Przewozy Regionalne, które uruchamiają ponad 3 tys. pociągów i każdego dnia wożą ponad 300 tys. pasażerów, będą musiały odchudzić rozkład jazdy.
Z powodu zaległości w opłatach za dostęp do torów Przewozy Regionalne będą musiały wycofać z rozkładu jazdy 20 proc. kursujących pociągów. Takie żądanie skierowały wczoraj do spółki PKP Polskie Linie Kolejowe, administrator infrastruktury kolejowej. Termin wprowadzenia zmian wyznaczono na 24 kwietnia. Powodem są dwumiesięczne zaległości w spłacie zobowiązań za korzystanie z torów. Według nieoficjalnych informacji ogólna kwota należności przewoźnika w stosunku do PKP PLK spadła w ostatnich tygodniach poniżej 100 mln zł z ok. 200 mln. Przewozy Regionalne, które od grudnia 2008 r. są własnością samorządów, wczoraj spłaciły należności za grudzień 2009 r. Tylko dzięki temu PKP PLK nie wypowiedziały spółce umowy na korzystanie z torów.

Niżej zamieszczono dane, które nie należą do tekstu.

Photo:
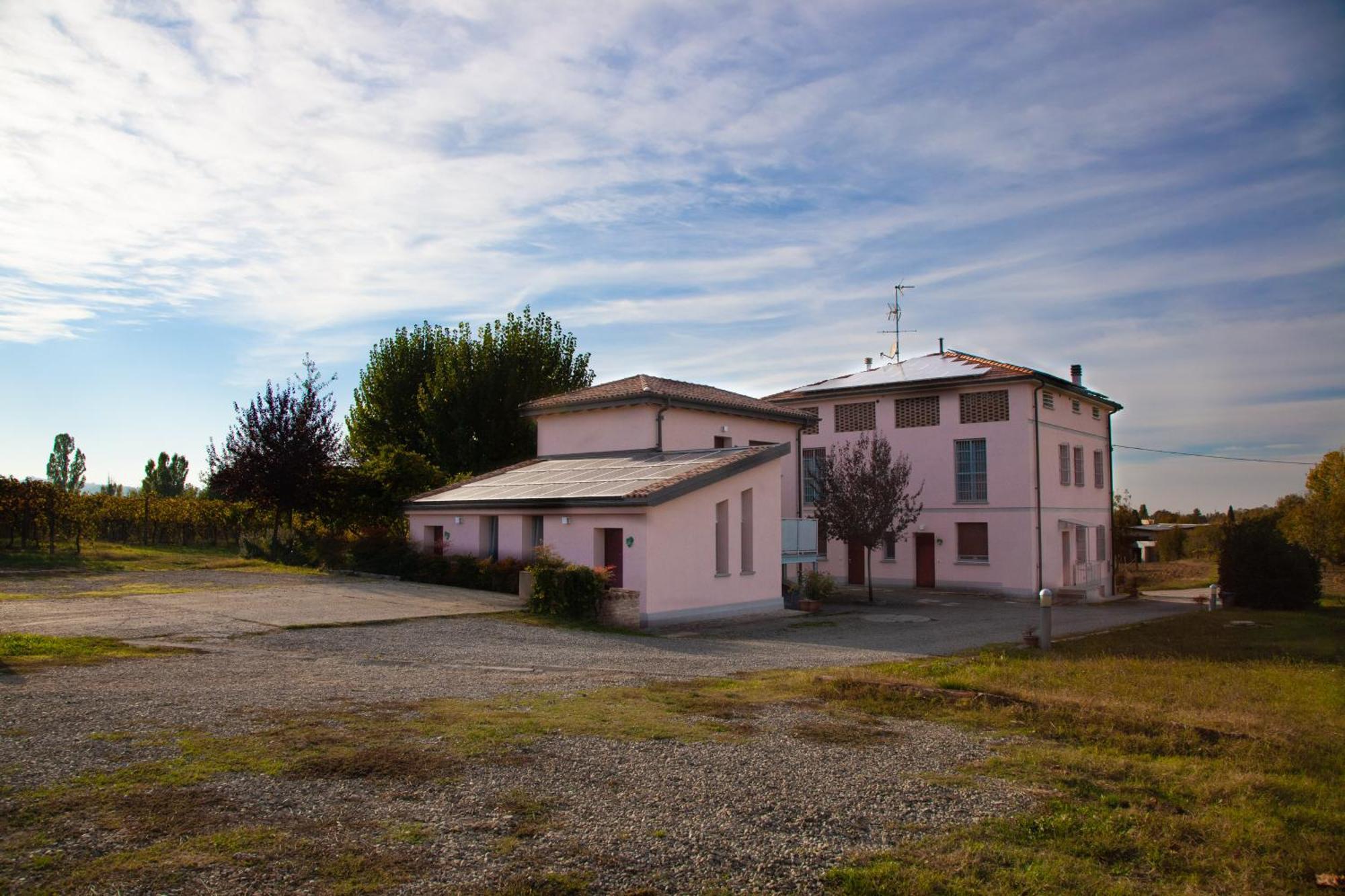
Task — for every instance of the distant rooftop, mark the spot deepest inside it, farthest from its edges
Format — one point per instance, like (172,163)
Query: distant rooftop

Piotr Olszewski, rzecznik Przewozów Regionalnych, zapewnia, że spółka będzie jeszcze negocjować z PKP PLK. W razie fiaska rozmów w pierwszej kolejności likwidowane będą pociągi przygraniczne, których przewoźnik uruchamia ok. 150 dziennie.
– Pociągi objęte są dofinansowaniem Ministerstwa Infrastruktury, ale w 2010 roku nie otrzymaliśmy za nie jeszcze pieniędzy – tłumaczy Piotr Olszewski.